# Ayuda.. estoy frustrado



## TheBrownDerby (Jul 5, 2007)

Hola a tod@s..
Bueno.. tengo un pequeño gran problema que no sé resolver..

Resulta que me gusta bastante la música de william orbit.. y me he bajado sus dos últimos álbumes en solitario.. y cuando los grabo a cd y lo pongo en la cadena de música, o en el coche, o en el coche de mi padre.. suena fatal ! 
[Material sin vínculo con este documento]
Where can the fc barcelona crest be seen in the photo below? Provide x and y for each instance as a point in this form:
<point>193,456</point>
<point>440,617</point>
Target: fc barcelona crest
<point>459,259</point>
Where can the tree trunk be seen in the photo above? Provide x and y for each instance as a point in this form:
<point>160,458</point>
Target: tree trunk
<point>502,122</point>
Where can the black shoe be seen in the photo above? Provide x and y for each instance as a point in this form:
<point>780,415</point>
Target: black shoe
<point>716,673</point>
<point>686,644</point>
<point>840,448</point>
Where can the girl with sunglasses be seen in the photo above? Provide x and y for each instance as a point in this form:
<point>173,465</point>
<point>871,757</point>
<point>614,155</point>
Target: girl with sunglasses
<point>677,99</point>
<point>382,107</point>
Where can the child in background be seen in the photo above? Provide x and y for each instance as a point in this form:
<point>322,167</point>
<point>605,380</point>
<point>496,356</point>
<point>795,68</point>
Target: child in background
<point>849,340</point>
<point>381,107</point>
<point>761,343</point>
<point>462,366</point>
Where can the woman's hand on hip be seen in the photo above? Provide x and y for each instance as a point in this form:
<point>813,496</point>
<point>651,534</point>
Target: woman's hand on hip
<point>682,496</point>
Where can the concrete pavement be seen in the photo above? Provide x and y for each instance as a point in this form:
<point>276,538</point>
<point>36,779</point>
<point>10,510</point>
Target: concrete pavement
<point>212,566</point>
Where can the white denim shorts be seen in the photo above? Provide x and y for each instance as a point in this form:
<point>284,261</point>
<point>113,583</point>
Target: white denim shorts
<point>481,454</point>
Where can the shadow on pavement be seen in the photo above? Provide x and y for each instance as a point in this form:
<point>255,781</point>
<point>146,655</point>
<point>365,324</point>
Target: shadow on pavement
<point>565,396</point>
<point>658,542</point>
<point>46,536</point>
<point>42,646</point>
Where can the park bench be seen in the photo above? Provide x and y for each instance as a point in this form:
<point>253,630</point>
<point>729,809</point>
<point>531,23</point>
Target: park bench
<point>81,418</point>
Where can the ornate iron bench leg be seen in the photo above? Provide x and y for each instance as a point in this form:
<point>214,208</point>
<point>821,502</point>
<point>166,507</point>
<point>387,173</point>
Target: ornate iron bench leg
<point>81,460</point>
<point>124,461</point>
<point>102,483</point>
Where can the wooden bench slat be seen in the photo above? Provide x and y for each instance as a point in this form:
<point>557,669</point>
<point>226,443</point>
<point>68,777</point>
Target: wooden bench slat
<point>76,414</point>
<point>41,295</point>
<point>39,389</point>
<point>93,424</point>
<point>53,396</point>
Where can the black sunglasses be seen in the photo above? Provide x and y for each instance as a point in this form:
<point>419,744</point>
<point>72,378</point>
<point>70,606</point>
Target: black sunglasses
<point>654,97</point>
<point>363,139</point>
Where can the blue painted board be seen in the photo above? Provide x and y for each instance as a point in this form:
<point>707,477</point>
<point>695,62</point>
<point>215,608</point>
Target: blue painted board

Los adudos y los bajos suenan muy mal.. retumban mucho.. suena como si hubiese una mosca dentro del altavoz..
Es muy raro porque cuando me pongo esa música con cascos, no tengo ese problema..
Sólo en grandes altavoces..

He probado a volver a grabar esa música en otro disco virgen..y pasa igual..
He probado a bajarme de nuevo los discos pero de otra fuente diferente.. y pasa igual..

Qué narices puedo hacer !
Estoy desesperao..
He visto que en emule hay muchas fuentes que tienen la música de william orbit en flac... no sé si bajándomelo en flac.. podré grabarlo luego sin problemas..

Alguien que entienda lo que quiero decir.. por favor.. Ayuuda


----------



## farzy (Jul 5, 2007)

prueba a convertirlos a formato .wav, o bien a .mp3, esto lo puedes hacer con nero o bien con dbpower AMP.

la extensión .flac es un formato de compresion, a mi personalmente no me gusta nada.


----------



## Fogonazo (Jul 5, 2007)

1) En que formato escuchas la musica en el automovil. ?
2) Si la reproduces en la PC con el Winamp fijate que sampleo te dice que tiene ?.
3) En la PC con parlantes Como se escucha ?


----------



## Dano (Jul 5, 2007)

Edita el titulo del tema para que sea más descriptivo.

Saludos


----------



## capitanp (Jul 5, 2007)

EL tema no tiene que ver nada con el foro


----------



## eidtech (Jul 5, 2007)

capitanp dijo:
			
		

> EL tema no tiene que ver nada con el foro



No coincido contigo en absoluto, solamente el asunto si deberia ser cambiado.


----------



## Dano (Jul 6, 2007)

Lo muevo a off-topic.

Saludos


----------